When scheduling tasks in a cluster, a scheduler must consider the task’s requirements on all the resources in order to maximize the task throughput and speed up job completion. If a task is given a lot of one resource but less of another, then it takes longer to finish and this is inadequate.
The authors show that existing schedulers have a limited ability to pack tasks because they typically consider just one of the CPU and memory resources, ignoring network and disk requirements. They also typically allocate these resources based only on fairness. They show that this can lead to resource over-allocation or fragmentation which delays job completion and increase makespan.
Approach
The problem of efficiently allocating multiple resources to tasks is similar to the multi-dimensional bin packing problem, but with some important differences such as the need to accommodate varying task requirements, task elasticity (tasks can function with less than peak demand), online arrival of jobs in the cluster, dependencies between tasks, and other cluster activity such as evacuation and ingestion of new data.

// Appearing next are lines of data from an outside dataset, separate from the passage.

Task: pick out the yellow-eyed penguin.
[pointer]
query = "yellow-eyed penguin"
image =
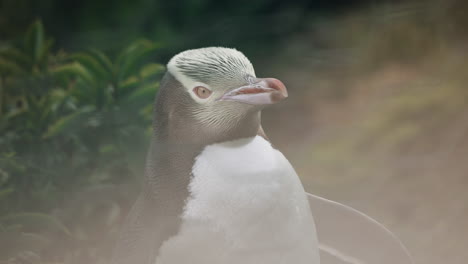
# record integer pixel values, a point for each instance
(217, 192)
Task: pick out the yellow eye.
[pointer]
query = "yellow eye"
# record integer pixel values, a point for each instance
(202, 92)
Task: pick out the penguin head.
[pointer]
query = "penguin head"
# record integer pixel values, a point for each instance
(218, 89)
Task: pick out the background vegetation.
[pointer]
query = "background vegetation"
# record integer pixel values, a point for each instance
(378, 106)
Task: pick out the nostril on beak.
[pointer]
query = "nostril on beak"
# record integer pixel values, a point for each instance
(277, 85)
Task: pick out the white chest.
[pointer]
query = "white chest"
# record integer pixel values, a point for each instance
(247, 205)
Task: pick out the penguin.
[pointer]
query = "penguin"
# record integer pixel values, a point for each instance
(217, 191)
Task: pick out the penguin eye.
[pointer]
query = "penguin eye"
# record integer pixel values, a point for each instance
(202, 92)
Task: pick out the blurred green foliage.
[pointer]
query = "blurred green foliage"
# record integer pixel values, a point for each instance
(72, 126)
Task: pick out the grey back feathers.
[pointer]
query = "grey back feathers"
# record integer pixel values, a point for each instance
(179, 136)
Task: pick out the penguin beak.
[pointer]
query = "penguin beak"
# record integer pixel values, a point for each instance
(263, 91)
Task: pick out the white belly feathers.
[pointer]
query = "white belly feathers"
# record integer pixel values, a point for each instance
(246, 205)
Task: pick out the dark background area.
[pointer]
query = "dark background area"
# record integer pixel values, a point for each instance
(376, 118)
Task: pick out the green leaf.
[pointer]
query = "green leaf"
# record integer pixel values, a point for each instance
(142, 94)
(92, 65)
(8, 67)
(5, 192)
(35, 40)
(15, 55)
(102, 59)
(135, 54)
(73, 69)
(69, 123)
(151, 69)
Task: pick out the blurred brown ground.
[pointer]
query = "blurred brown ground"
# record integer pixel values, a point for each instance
(386, 133)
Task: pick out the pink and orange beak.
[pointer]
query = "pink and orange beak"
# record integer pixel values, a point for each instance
(263, 91)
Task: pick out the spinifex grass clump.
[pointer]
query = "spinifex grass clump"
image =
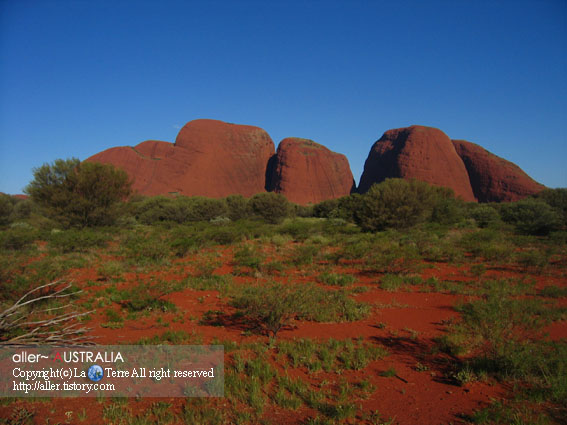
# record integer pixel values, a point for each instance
(271, 306)
(143, 248)
(248, 258)
(505, 336)
(336, 279)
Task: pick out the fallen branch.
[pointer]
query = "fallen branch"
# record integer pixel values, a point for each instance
(40, 332)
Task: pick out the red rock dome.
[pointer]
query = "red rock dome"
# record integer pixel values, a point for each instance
(417, 152)
(307, 172)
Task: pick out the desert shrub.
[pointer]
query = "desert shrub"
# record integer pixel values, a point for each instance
(299, 229)
(6, 207)
(304, 254)
(152, 210)
(23, 209)
(553, 291)
(237, 207)
(274, 305)
(80, 193)
(557, 199)
(488, 244)
(485, 216)
(271, 207)
(179, 210)
(532, 217)
(394, 257)
(394, 282)
(336, 279)
(345, 208)
(326, 209)
(143, 249)
(19, 236)
(498, 326)
(183, 245)
(448, 210)
(205, 209)
(75, 240)
(398, 203)
(248, 256)
(537, 258)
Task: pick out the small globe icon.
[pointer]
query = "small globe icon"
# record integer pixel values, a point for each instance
(95, 373)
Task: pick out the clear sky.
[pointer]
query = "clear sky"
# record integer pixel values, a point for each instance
(78, 77)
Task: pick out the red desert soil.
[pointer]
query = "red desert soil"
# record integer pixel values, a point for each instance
(417, 152)
(307, 172)
(406, 323)
(494, 179)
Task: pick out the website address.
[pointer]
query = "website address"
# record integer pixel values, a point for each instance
(65, 386)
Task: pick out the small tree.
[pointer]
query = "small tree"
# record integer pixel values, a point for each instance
(272, 207)
(398, 203)
(531, 216)
(79, 194)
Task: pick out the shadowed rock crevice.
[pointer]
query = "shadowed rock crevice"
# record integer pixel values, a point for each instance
(417, 152)
(307, 172)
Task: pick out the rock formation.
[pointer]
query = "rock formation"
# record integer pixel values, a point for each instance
(493, 179)
(307, 172)
(209, 158)
(216, 159)
(417, 152)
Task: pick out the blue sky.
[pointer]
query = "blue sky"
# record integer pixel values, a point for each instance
(78, 77)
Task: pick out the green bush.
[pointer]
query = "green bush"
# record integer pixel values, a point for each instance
(6, 207)
(153, 210)
(556, 199)
(485, 216)
(398, 203)
(532, 217)
(271, 207)
(179, 210)
(18, 237)
(80, 193)
(336, 279)
(237, 207)
(74, 240)
(448, 211)
(148, 248)
(274, 305)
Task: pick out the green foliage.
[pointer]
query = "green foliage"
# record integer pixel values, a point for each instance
(149, 248)
(271, 207)
(248, 256)
(18, 237)
(532, 217)
(79, 193)
(556, 199)
(398, 203)
(74, 240)
(6, 208)
(237, 207)
(448, 210)
(178, 210)
(485, 216)
(346, 208)
(274, 305)
(336, 279)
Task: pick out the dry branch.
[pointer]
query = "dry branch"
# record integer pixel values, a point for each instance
(41, 331)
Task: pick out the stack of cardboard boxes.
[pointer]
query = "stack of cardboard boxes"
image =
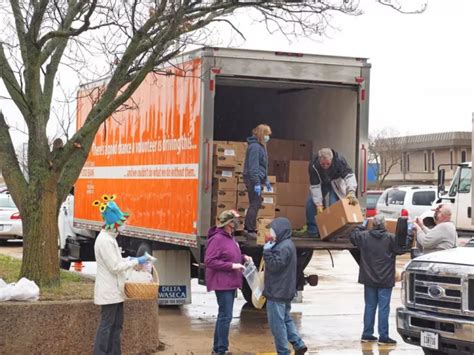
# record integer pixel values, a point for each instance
(289, 161)
(229, 190)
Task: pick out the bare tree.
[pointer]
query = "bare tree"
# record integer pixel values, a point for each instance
(123, 40)
(385, 152)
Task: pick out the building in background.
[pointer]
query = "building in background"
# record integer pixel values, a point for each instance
(418, 157)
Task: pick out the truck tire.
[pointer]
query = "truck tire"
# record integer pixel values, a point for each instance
(433, 352)
(144, 247)
(63, 264)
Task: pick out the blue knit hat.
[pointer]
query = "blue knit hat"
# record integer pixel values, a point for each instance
(111, 212)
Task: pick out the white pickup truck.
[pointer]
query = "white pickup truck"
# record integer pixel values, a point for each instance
(438, 299)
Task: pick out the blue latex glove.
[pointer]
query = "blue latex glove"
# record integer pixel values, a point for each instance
(269, 186)
(142, 259)
(258, 190)
(268, 245)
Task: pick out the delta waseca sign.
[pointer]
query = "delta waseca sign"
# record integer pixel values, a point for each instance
(172, 294)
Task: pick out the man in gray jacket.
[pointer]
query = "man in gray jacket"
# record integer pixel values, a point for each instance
(441, 237)
(280, 287)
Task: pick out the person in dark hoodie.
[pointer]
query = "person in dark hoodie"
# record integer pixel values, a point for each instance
(280, 286)
(378, 251)
(331, 179)
(224, 266)
(255, 174)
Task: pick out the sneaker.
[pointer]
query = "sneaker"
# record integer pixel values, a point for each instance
(368, 338)
(301, 351)
(386, 341)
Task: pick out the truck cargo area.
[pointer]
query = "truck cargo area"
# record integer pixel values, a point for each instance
(325, 114)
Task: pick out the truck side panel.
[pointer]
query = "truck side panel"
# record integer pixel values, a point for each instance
(148, 154)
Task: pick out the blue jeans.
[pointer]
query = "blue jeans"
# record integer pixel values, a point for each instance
(225, 300)
(282, 326)
(332, 198)
(376, 296)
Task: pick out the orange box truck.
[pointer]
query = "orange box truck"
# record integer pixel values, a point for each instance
(156, 155)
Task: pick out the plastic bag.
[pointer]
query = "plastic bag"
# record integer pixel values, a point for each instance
(23, 290)
(139, 276)
(254, 279)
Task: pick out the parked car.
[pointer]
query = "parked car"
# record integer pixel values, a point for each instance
(10, 220)
(372, 198)
(407, 201)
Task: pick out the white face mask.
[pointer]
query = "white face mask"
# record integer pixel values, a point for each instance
(121, 229)
(272, 233)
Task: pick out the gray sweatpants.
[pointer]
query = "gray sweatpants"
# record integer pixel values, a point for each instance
(107, 339)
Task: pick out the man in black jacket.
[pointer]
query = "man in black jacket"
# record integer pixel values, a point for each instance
(378, 251)
(331, 179)
(280, 287)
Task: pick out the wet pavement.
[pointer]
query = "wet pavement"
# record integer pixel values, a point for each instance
(329, 319)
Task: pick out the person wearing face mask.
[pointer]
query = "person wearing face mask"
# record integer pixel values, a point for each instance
(224, 265)
(256, 174)
(442, 236)
(109, 287)
(331, 179)
(280, 287)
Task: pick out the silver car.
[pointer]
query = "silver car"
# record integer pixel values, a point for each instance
(10, 220)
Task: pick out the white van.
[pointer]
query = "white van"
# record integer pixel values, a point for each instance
(408, 201)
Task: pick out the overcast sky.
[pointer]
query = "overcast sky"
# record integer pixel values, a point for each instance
(422, 65)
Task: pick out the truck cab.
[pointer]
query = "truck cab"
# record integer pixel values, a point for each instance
(438, 299)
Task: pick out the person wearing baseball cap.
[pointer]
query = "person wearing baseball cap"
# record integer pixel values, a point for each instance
(224, 265)
(109, 291)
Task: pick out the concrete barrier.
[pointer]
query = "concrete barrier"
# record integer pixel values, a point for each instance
(69, 327)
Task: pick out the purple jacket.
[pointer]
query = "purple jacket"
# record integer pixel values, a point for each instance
(222, 251)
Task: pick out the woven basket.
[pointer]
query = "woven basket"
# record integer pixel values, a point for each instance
(143, 290)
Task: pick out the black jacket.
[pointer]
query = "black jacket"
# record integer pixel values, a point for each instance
(256, 162)
(339, 169)
(280, 264)
(378, 250)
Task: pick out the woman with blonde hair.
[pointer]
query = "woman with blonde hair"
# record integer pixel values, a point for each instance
(256, 174)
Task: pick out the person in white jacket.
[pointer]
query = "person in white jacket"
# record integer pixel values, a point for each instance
(110, 278)
(441, 237)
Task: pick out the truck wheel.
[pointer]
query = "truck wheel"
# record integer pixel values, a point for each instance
(433, 352)
(65, 265)
(142, 248)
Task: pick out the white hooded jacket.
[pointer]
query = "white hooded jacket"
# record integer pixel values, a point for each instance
(111, 269)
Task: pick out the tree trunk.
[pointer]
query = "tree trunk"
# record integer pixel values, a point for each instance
(40, 239)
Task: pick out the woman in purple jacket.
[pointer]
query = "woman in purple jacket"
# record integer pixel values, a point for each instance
(224, 266)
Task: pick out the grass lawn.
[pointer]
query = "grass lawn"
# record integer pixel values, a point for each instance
(73, 286)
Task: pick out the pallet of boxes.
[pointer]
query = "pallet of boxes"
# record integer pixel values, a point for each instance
(229, 190)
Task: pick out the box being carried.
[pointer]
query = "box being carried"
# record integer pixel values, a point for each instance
(338, 220)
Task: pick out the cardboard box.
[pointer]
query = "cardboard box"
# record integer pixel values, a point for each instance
(241, 186)
(289, 194)
(302, 150)
(224, 183)
(242, 197)
(390, 224)
(296, 215)
(266, 211)
(279, 168)
(262, 230)
(220, 196)
(280, 149)
(239, 167)
(240, 150)
(224, 172)
(298, 171)
(339, 219)
(221, 207)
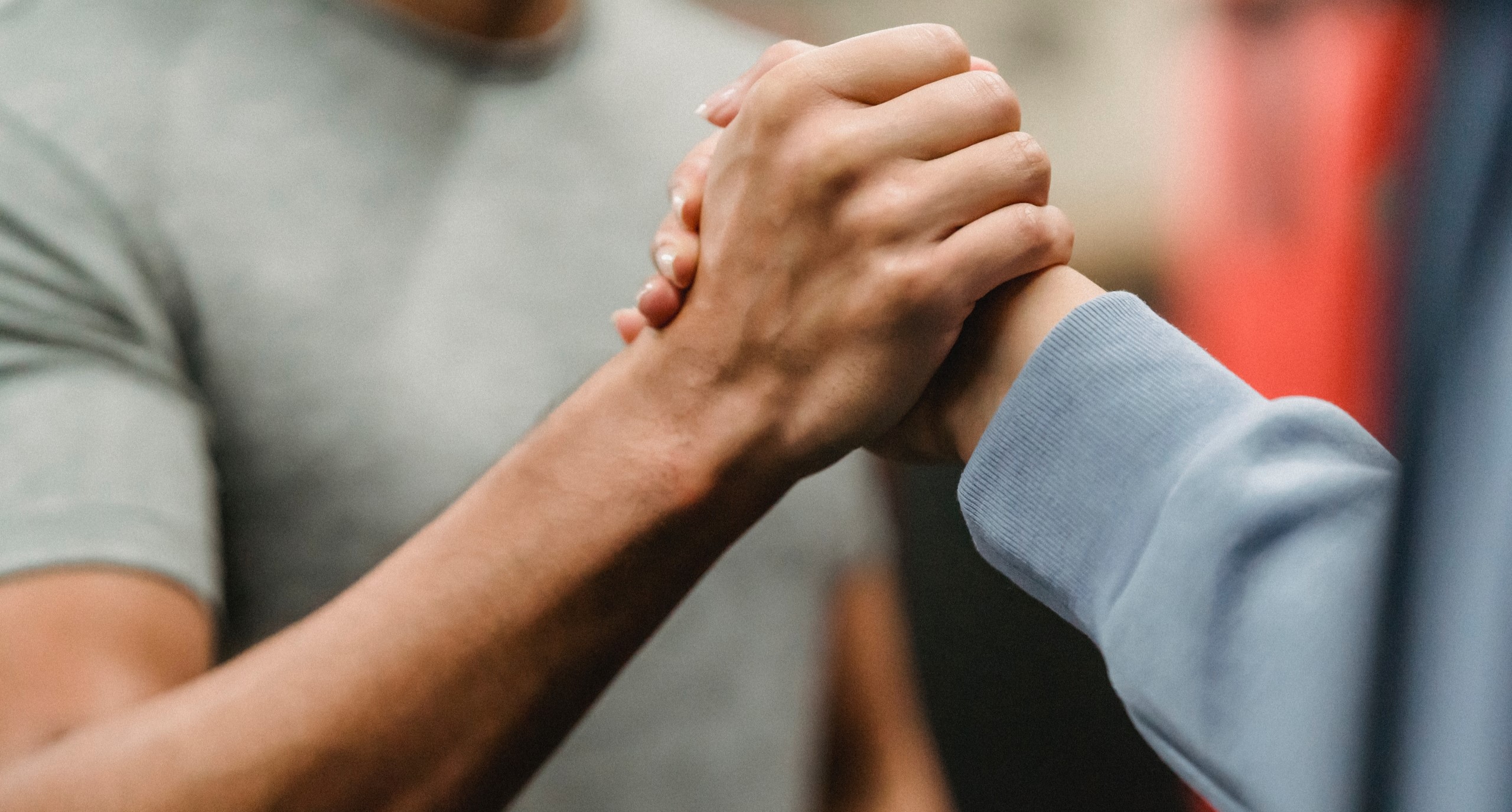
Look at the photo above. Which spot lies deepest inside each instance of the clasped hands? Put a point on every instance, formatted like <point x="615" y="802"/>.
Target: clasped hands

The authors present Tetris, a cluster scheduler that aims to solve this problem, and which packs tasks to machines based on their requirements along multiple resources. Tetris adaptively learns task requirements and monitors available cluster resources and uses a packing heuristic to select a task to machine allocation that improves makespan. Tetris also uses a multi-resource version of the smallest remaining time (SRTF) to reduce the average job completion time.
The authors show that prior work on pareto-efficient and work conserving fair allocations do not necessarily yield the best completion time and makespan. They demonstrate that with a little unfairness, much better performance can be achieved in resource schedulers and expose this trade-off with a knob.
Tetris is incorporated into the Yarn framework in Hadoop. It estimates task demands from previous executions of the job and previously completed tasks in the job, and also uses resource trackers to monitor available resources at each node. Performance evaluations show that Tetris improves makespan and job completion by 30% in deployment and up to 40% in simulations over Facebook traces.
Strengths & Weaknesses and Possible Follow-Up Ideas
The paper is well-written, with detailed discussions of the background and problem to be solved which aids understanding of the paper.
Tetris runs a resource tracker process on each node which then reports to a central resource manager that handles scheduling. This leads to a central point of failure and possible performance bottleneck for the entire system. Evaluating how this part of the system scales with increasing cluster size is a possible follow-up idea. Also, while this estimation can work well for most tasks, it may not work so well for tasks with varying resource demands and usage over the course of their execution.